Proses penerimaan peserta didik tahun ajaran 2011-2012 telah usai. Saat ini para siswa telah duduk dibangku sekolah pilihan mereka. Dalam hal ini Koalisi Pemantauan Pendidikan kota Semarang 2011 telah melakukan pengawalan jalannya proses Penerimaan Peserta Didik (PPD). Pengawalan tersebut kami lakukan dengan berbagai mekanisme mulai dari menyebar angket kepada orang tua calon siswa hingga memantau jalannya daftar ulang. Adapun di dalam jalannya proses tersebut kami menemukan beberapa penyelewengan yang dilakukan dalam PPD tersebut sebagai berikut:
- Paket seragam sekolah yang mahal (Terlampir).
- Pungutan yang tidak memilik sangkut paut secara langsung dengan Kegiatan Akademis seperti tarikan dana MOS atau kemah bakti (Terlampir).
- Penarikan SPI di tingkat SMA yang belum melalui rapat pleno antara sekolah, orang tua/wali murid dan komite sekolah.

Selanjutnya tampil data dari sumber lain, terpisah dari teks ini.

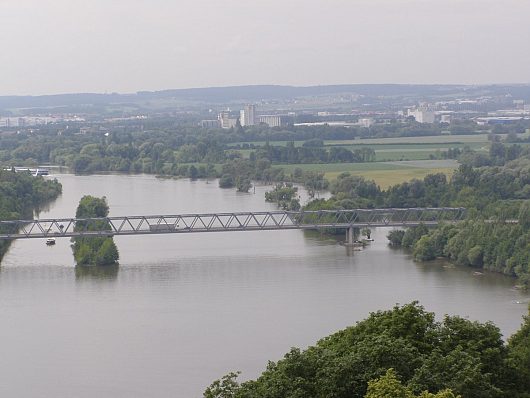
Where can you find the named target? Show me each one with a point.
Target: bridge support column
(349, 236)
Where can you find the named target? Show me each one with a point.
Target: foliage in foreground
(402, 352)
(94, 250)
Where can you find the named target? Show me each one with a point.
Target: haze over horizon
(129, 46)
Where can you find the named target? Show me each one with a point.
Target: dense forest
(100, 250)
(496, 194)
(400, 353)
(21, 194)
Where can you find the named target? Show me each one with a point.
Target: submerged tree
(94, 250)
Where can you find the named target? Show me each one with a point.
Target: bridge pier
(349, 236)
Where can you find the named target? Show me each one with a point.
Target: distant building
(226, 121)
(422, 115)
(248, 115)
(210, 124)
(275, 120)
(445, 119)
(366, 122)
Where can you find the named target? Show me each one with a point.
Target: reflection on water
(107, 272)
(182, 310)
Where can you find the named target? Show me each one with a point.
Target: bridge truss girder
(224, 222)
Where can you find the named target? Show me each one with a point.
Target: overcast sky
(60, 46)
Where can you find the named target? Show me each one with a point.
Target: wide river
(183, 310)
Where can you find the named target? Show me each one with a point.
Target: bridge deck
(225, 222)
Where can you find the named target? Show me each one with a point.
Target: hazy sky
(56, 46)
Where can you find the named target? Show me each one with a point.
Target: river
(183, 310)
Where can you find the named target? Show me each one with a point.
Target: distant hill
(261, 92)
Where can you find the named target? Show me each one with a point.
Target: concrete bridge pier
(349, 236)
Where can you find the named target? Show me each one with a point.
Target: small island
(94, 250)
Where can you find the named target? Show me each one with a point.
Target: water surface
(182, 310)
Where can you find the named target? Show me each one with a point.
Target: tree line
(22, 194)
(399, 353)
(496, 234)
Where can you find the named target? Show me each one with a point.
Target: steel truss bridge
(224, 222)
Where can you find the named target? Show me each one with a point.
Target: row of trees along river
(400, 353)
(496, 233)
(212, 302)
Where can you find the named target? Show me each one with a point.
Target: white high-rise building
(422, 115)
(248, 115)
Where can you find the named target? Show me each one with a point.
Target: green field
(402, 148)
(384, 174)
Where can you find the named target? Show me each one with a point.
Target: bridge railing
(235, 221)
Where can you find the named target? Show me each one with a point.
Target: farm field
(402, 148)
(384, 174)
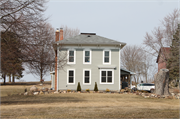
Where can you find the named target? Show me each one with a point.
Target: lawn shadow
(38, 99)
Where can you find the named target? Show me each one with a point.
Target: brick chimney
(61, 33)
(57, 35)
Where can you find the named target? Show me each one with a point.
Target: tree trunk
(161, 80)
(9, 78)
(4, 77)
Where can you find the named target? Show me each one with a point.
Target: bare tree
(135, 59)
(42, 53)
(162, 35)
(69, 32)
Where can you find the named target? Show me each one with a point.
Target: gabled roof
(163, 49)
(90, 38)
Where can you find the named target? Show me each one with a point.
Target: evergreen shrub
(79, 87)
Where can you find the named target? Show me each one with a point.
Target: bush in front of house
(79, 87)
(95, 87)
(68, 90)
(87, 90)
(107, 90)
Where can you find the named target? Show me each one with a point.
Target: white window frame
(89, 56)
(68, 76)
(106, 76)
(109, 57)
(84, 76)
(74, 56)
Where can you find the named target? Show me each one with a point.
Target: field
(83, 105)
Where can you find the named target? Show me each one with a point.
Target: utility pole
(179, 54)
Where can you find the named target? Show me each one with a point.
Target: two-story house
(89, 58)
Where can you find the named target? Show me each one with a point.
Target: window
(87, 57)
(71, 76)
(86, 76)
(71, 56)
(106, 76)
(106, 57)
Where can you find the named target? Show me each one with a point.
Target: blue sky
(122, 20)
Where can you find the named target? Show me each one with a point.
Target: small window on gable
(87, 57)
(71, 56)
(106, 57)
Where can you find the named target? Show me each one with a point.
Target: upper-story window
(87, 57)
(71, 56)
(106, 57)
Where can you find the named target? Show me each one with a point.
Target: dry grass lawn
(84, 105)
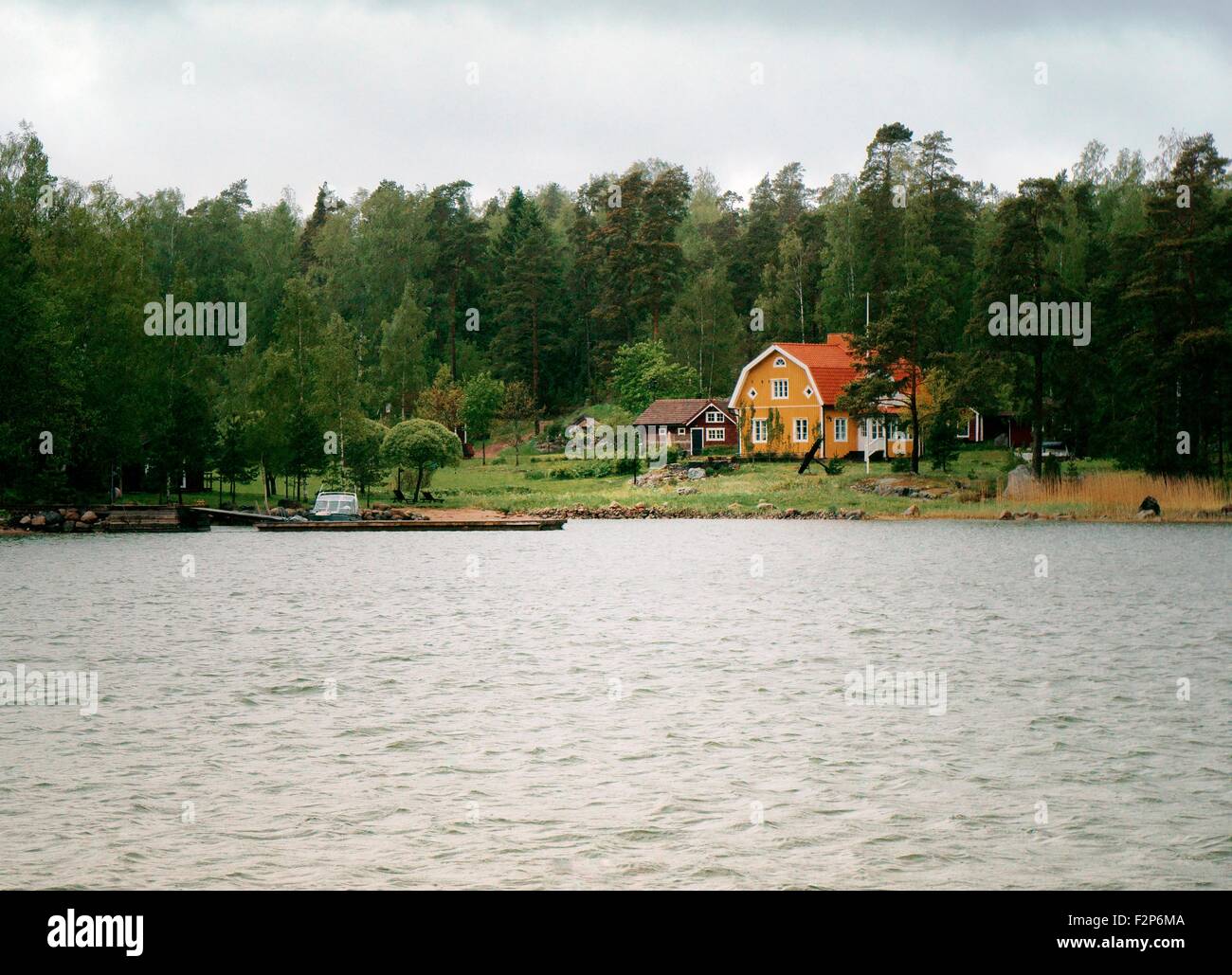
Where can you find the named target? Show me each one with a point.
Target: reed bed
(1120, 493)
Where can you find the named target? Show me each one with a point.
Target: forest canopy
(382, 307)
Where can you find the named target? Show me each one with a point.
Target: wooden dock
(431, 525)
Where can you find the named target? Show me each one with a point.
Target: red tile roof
(676, 411)
(830, 363)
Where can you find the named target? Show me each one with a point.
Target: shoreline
(615, 511)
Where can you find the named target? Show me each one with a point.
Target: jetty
(426, 525)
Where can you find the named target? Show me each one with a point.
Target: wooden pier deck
(431, 525)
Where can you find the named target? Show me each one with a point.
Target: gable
(758, 373)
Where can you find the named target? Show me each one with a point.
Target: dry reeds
(1120, 493)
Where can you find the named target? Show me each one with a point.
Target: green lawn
(504, 485)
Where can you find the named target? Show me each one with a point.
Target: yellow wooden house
(787, 395)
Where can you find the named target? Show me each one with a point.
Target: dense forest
(382, 307)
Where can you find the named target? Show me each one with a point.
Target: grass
(501, 485)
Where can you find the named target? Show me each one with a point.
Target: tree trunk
(1038, 414)
(454, 348)
(915, 433)
(534, 354)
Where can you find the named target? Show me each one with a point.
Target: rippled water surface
(623, 704)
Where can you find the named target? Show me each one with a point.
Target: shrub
(422, 445)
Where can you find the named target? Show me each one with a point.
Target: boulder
(1019, 481)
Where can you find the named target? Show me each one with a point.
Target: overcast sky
(353, 93)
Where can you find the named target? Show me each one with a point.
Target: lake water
(631, 704)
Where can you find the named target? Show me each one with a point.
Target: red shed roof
(676, 410)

Maka dari itu Koalisi Pemantau Pendidikan kota Semarang 2011 mendesak :
- Kepala dinas pendidikan kota Semarang untuk membuat Surat Edaran mengenai pengembalian seluruh pungutan yang tidak sesuai peraturan walikota 15 tahun 2011, yang telah dilakukan oleh SMP, SMA dan SMK regular di kota Semarang. Bentuk pungutan ini tidak sesuai dengan Peraturan Daerah (Perda) 1 tahun 2007 tentang Tentang Penyelenggaraan Pendidikan Kota Semarang pasal 67 yang menyebutkan bahwa Sumbangan Pengembangan Institusi (SPI), iuran dana operasional sekolah dan lain-lain dilakukan berdasarkan kesepakatan bersama antara pihak satuan pendidikan dengan orang tua/wali peserta didik dengan berpedoman pada RAPBS dan kemampuan orang tua/wali peserta didik melalui Rapat Pleno.

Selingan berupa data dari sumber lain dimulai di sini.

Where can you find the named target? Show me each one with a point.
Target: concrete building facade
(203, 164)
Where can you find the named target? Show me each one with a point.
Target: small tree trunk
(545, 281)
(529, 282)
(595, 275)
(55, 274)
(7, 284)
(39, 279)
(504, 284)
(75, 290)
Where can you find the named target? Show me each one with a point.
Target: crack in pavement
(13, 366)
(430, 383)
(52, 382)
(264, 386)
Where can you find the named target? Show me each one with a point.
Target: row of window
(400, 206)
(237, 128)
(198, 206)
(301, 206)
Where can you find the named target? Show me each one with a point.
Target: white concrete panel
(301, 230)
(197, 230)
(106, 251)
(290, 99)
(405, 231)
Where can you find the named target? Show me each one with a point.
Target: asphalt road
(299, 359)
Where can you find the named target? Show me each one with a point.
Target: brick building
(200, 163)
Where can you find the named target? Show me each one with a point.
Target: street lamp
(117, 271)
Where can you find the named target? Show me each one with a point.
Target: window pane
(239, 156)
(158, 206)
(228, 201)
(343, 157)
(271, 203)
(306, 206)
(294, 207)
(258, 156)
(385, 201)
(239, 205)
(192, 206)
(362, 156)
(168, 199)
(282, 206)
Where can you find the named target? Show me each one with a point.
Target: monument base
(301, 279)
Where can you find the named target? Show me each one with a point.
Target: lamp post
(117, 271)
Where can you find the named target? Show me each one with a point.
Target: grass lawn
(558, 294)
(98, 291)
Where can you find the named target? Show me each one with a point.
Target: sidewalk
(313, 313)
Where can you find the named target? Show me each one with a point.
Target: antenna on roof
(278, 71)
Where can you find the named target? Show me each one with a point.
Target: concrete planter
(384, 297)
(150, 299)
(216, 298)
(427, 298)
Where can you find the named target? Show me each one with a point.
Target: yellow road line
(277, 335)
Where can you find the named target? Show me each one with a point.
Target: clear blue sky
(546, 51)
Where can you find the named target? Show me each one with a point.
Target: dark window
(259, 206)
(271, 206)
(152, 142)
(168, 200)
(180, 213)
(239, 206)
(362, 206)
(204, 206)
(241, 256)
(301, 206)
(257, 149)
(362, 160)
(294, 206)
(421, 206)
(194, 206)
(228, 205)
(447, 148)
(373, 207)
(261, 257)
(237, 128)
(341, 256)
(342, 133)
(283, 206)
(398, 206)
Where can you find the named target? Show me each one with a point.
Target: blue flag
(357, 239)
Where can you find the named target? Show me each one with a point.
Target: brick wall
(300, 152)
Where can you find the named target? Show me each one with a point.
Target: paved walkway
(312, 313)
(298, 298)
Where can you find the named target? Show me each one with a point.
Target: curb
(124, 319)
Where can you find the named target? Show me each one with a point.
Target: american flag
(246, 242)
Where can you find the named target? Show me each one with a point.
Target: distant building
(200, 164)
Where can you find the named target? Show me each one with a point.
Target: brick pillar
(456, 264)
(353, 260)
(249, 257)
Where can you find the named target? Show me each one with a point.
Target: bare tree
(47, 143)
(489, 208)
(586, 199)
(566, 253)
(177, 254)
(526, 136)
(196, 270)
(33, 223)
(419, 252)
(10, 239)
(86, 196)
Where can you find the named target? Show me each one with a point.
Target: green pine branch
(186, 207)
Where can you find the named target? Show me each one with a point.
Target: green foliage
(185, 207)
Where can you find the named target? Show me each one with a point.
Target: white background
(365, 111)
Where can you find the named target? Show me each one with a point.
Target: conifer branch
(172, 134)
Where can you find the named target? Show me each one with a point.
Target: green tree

- Kepala sekolah untuk mengembalikan pungutan yang diambil selama pendaftaran hingga daftar ulang yang tidak sesuai dengan peraturan bersama menteri pendidikan nasional dan menteri agama no 4 tahun 2011 tentang penerimaan peserta didik baru pasal 15 ayat 1 bahwa “penerimaan peserta didik baru SD/Mi, SMP/MTs tidak dibenarkan melakukan pungutan pendidikan dalam bentuk apapun ” dan PP 48 tahun 2008 tentang “asas keadilan yang merata dalam pendidikan tanpa membedakan latar belakang ekonomi”.
Jikalau kedua imbauan di atas tidak diindahkan, KPPKS beserta orang tua/wali murid yang dirugikan akan menempuh jalur hukum bagi kepala sekolah yang melakukan pungutan hingga hari ini yakni dengan melaporkan ke pengadilan.
Demikian pernyataan ini kami buat agar menjadi perhatian bagi pihak-pihak yang kami sebut diatas.